A brown creeper is about the same length as a black-capped chickadee, though much more slender. It has a relatively long, thin tail and a beak that curves down. The throat and breast are light-coloured, and the mottled brown back makes it blend in well with the trunks of trees. They will often remain quite still against trees in order to avoid detection. The song of a brown creeper is quite high and musical and is a good way to find them in the spring.
Creepers are generally found in softwood or mixed woodlands with enough dead trees for nesting sites. They also prefer moist areas. They are often found in mixed flocks, with chickadees, nuthatches, kinglets and woodpeckers.
Unlike the much more common red-breasted nuthatch, which usually spirals down trees in search of insects, the brown creeper tends to forage upwards. It will circle the tree as it is climbing, then fly down to the base of another tree to start the search all over again. Creepers glean caterpillars, small beetles, ants, spiders and true bugs from the bark and crevices in trees. In winter, when there are less insects, they will also eat seeds and nuts. They occasionally come to feeders to feed on suet.
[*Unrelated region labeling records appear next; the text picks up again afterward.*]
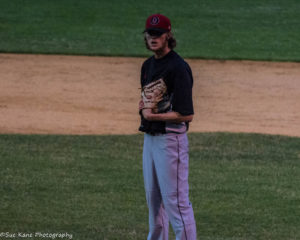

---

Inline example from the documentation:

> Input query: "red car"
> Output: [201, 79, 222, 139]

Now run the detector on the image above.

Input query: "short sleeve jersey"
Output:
[139, 50, 194, 134]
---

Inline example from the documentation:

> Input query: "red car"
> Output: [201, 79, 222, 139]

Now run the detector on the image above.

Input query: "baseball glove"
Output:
[142, 78, 171, 113]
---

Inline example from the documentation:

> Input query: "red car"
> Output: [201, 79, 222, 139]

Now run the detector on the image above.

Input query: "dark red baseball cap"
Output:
[144, 14, 171, 33]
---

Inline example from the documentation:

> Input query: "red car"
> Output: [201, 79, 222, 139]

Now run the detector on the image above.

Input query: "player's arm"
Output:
[142, 109, 194, 123]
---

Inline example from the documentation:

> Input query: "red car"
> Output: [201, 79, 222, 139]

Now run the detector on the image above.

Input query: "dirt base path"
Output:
[0, 54, 300, 136]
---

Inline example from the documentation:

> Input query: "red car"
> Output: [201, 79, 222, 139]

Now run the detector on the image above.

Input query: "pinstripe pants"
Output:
[143, 133, 197, 240]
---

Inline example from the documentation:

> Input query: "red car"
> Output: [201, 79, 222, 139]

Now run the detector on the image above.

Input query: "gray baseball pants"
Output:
[143, 133, 197, 240]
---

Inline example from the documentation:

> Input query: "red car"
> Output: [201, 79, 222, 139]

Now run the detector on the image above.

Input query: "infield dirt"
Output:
[0, 54, 300, 136]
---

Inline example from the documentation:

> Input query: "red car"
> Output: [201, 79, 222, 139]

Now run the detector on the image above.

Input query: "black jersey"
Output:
[139, 50, 194, 134]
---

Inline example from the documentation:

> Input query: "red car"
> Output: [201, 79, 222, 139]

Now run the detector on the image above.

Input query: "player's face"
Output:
[146, 33, 168, 52]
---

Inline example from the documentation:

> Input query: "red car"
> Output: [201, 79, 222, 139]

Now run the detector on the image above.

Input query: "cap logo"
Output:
[151, 16, 159, 25]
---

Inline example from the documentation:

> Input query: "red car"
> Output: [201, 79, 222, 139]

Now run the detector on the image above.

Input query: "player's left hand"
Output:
[142, 108, 153, 121]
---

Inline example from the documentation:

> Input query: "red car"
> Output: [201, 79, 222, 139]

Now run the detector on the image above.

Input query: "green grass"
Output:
[0, 133, 300, 240]
[0, 0, 300, 61]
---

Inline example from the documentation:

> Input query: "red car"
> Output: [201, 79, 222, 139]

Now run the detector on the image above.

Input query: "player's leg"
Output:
[143, 134, 169, 240]
[154, 134, 196, 240]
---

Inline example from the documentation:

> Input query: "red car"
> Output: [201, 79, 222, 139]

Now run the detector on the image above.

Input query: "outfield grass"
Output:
[0, 133, 300, 240]
[0, 0, 300, 61]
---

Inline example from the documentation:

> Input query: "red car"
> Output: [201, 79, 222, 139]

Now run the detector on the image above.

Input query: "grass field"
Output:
[0, 133, 300, 240]
[0, 0, 300, 61]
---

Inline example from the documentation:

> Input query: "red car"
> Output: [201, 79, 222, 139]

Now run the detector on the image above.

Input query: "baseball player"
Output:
[139, 14, 196, 240]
Brown creepers make unusual nests under a loose piece of bark, usually on a dead balsam fir tree. Twigs and bark are brought in to form the base of the nest, on top of which grasses, feathers, mosses and shreds of bark are placed. The female lays 4-8 eggs and the young hatch after about two weeks. In another two weeks the young have fledged and are ready to leave the nest.
Following the nesting habits of creepers and many other birds can give you some insights into more wildlife-friendly methods of forest management. When walking through your woodlands, that dead balsam fir with the loose bark might look like its providing little “value” for the forest. Yet that is precisely the place where brown creepers will often nest. It is also clear that harvesting should take place outside of the nesting season (May to early June), since both the birds and the nests are difficult to see. Though we know little about this bird, it does help control forest insects and may actually have an important role to play in forest health. Besides that, as part of the natural biodiversity of our forests it has value in itself. We are starting to learn more about the incredible value of dead trees in forests and this is just one more example of how we all need to learn more about what makes up a healthy forest ecosystem.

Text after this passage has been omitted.